For researchers interested primarily in HRQoL, our results demonstrate whether and how social stratification by SES and age needs to be considered in future research and provides estimates across three common HRQoL measures that can be used for comparative purposes. Comparing the three preference-based HRQoL measures, we note larger SES disparities for the HUI3 than for the SF-6D and the EQ-5D in both bivariate and multivariate analyses. The HUI3 indicates much lower levels of HRQoL among those in the lowest income group in particular. It might be that the HUI3 is more able to discriminate among severe poor health states, as it includes eight attributes with five or six levels each. Alternately, it may be that these results reflect the fact that the preference values assigned to the same poor health states are given lower value weights in the HUI3. Future research should examine whether the HUI3 indeed captures more nuanced aspects of poor health that are more likely to be seen among low SES groups or whether differences in the assigned preference values are solely responsible for the different results. In any case, researchers with data without multiple measures of HRQoL should be aware that the values for lower SES groups may differ by HRQoL measure.

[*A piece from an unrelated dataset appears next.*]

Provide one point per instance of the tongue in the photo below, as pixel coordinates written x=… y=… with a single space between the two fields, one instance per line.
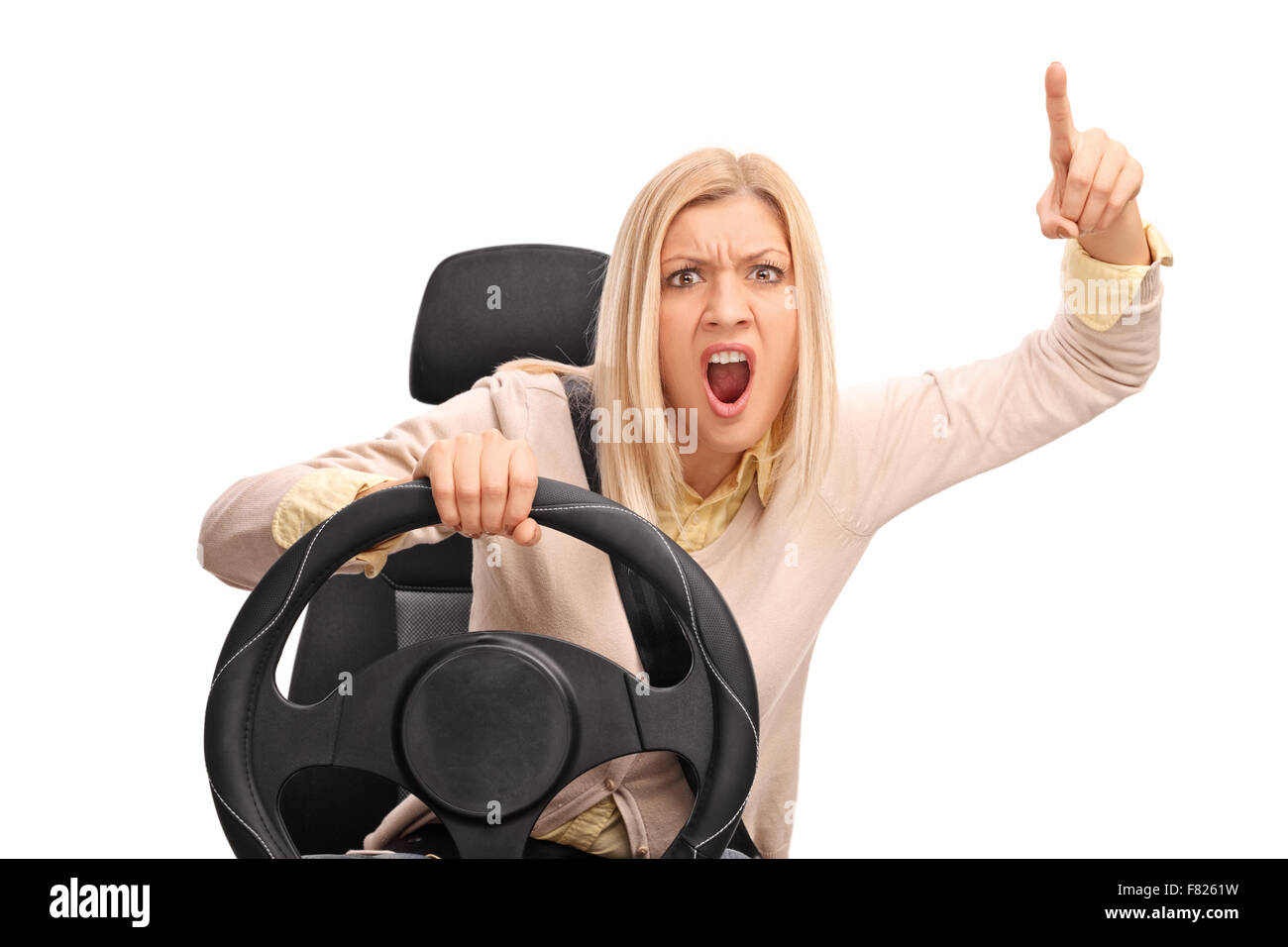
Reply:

Another limitation to this study is that we excluded 4.7% of respondents reporting their race as neither White nor Black, meaning that our results are generalizable only to U.S. community-residing adults who report their race as either White or Black. Future research will need to examine the relationship between race and HRQoL more closely, including how it may vary by hard-to-reach racial subgroups of the population. Strengths of this study include that we use a recent national study on health among U.S. adults, using multiple preference-based measures of HRQoL and an SRH measure, and examine three SES measures (education, income, and assets). Our results provide an excellent basis of comparison for future studies that have more limited data on either SES or HRQoL measures.

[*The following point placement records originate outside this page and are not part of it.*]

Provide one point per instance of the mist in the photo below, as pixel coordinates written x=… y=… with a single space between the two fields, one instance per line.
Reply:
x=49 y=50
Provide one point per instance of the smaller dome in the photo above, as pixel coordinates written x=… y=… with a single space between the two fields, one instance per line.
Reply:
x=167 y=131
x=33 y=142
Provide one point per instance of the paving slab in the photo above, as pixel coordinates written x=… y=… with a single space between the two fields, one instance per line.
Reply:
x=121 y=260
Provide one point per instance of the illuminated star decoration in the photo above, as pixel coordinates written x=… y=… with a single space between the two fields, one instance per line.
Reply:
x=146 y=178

In conclusion, given that people in the highest SES groups already have very high HRQoL and SRH in all age groups, we cannot expect overall mean population health to significantly improve in the United States unless it improves for people who currently have the lowest SES levels and the lowest HRQoL and SRH. Moreover, although the overall economic status of older adults has improved in recent decades, it has not improved for all older adults. Our results show that these SES disparities are associated with HRQoL and SRH disparities among all adult age groups. Policy and program efforts to improve population health might most effectively focus on those at the bottom of the SES distribution. Although this might involve efforts to buffer the health effects of having low SES, a fundamental cause theory would suggest that a more efficient policy effort might be to address educational attainment and income and asset security directly rather than to temporarily buffer their effects.